Que orgulho desse menino que passou por todas as intempéries sociais para sobreviver, quando criança e adolescente. Adulto jovem, atravessou a tempestade aterrorizante, estúpida da ditadura militar, pois sonhou e batalhou por um País justo, igualitário...Período vivenciado por ele com muita garra e ética, e que é contado no livro de forma minuciosa.
Apesar da dureza enfrentada num período tão obscuro, ele traz leveza ao texto, muitas vezes em tom poético, com bom humor, e sempre externando o sentimento de gratidão a todos com quemconviveu. É muita riqueza de detalhes. Pensei que tivesse lido quase tudo sobre a ditadura. Ledo engano. Ampliei meu conhecimento e me entristeci mais ainda. Acho que até para Freud fica difícil explicar/entender esses anos horrendos da repressão no Brasil. 'Ditadura nunca, nunca, NUNCA Mais!'.
O livro de Emiliano fala de amor, dor física, tristeza da alma, resiliência, superação, amizade, determinação, alegrias, garra..., resumindo, um poço de sentimentos que só a imaginação do leitor, num olhar calmo e atencioso, será capaz de entender a verdadeira dimensão do que dizem as linhas das 426 páginas.
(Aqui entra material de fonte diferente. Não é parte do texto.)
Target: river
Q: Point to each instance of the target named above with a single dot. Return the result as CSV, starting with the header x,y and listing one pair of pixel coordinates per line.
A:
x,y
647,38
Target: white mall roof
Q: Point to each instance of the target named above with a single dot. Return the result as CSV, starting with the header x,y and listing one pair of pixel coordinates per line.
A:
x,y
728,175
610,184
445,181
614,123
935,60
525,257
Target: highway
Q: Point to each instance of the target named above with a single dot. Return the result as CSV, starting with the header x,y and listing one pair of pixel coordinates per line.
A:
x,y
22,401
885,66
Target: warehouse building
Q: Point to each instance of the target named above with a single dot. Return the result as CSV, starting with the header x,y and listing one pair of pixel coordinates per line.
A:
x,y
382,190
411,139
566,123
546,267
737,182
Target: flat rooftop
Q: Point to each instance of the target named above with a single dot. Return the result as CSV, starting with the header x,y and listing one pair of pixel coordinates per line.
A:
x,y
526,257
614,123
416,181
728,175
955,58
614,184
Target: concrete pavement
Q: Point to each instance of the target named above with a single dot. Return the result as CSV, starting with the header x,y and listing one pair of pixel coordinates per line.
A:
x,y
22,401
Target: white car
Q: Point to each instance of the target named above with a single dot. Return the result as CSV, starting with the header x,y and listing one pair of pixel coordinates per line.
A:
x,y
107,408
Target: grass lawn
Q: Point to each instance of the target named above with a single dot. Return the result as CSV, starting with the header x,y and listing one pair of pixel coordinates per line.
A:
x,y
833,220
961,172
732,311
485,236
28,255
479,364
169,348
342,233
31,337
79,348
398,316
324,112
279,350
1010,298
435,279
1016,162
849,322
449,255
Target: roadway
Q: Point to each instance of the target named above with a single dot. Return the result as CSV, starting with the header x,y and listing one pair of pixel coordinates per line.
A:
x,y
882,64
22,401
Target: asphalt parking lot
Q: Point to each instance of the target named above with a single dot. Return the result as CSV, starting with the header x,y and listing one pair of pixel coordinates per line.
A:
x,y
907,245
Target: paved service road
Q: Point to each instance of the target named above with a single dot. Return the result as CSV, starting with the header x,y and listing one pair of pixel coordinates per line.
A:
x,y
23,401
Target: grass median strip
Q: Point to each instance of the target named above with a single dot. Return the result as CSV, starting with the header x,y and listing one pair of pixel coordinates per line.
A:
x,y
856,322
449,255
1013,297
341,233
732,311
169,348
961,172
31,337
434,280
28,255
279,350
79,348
Dentre as tristes recordações da época da ditadura, a memória fresca ao lembrar praticamente de todos os companheiros com os quais conviveu, nos tempos em que foi torturado, no Forte do Barbalho, e na prisão, na Galeria F da Penitenciária Lemos Brito, ambos em Salvador. Enfatizo aqui o orgulho dele (e nosso também, pela coragem) de nunca ter delatado um companheiro, apesar das torturas, até mesmo as impensáveis, que sofreu.
E olhe que não foi fácil resistir. Enquanto lia o livro, me perguntava: como pode? Como conseguiu depois de tantos maus tratos?... Um momento do relato até hoje deixa-me com lágrimas nos olhos. Foi quando Emiliano teve que comparecer à sala do seu torturador, no Forte do Barbalho, depois de tantas barbaridades sofridas nas sessões de tortura, sem camisa (não lhe deram direito a essa peça do vestuário), a calça amarrada com um barbante, no lugar do cinto. "Calço meu sapato marrom esportivo sem cadarço, que vai me acompanhar pelos quatro anos de prisão; ajeito a calça Lee, dou o nó devido no barbante que a sustentava, camisa, sem".
Neste momento da leitura, volto àquele tempo e me vi o acolhendo, com um abraço afetuoso, cheio de carinho de uma irmã em humanidade. Como o faria a sua aguerrida mãe, dona Maria Aparecida, que batalhou como uma leoa para tirar o filho da prisão. Um exemplo de mulher, até hoje, com seus 94 anos, cheia de vitalidade, mesmo depois de ter engendrado tantas lutas. No livro, Emiliano a define como "a andarilha solitária" por "percorrer os gabinetes, conversar com os advogados, chegar a ministros do STM, isso tudo em longas viagens de ônibus".
O mais impressionante de tudo isso, é que ela "nunca havia enfrentado a esfera pública, topado com os negócios do mundo e nem sabia o que era uma ditadura". Viva dona Aparecida, referência para nós, mulheres, em especial para aquelas que não fogem à luta, dentro ou fora do círculo doméstico.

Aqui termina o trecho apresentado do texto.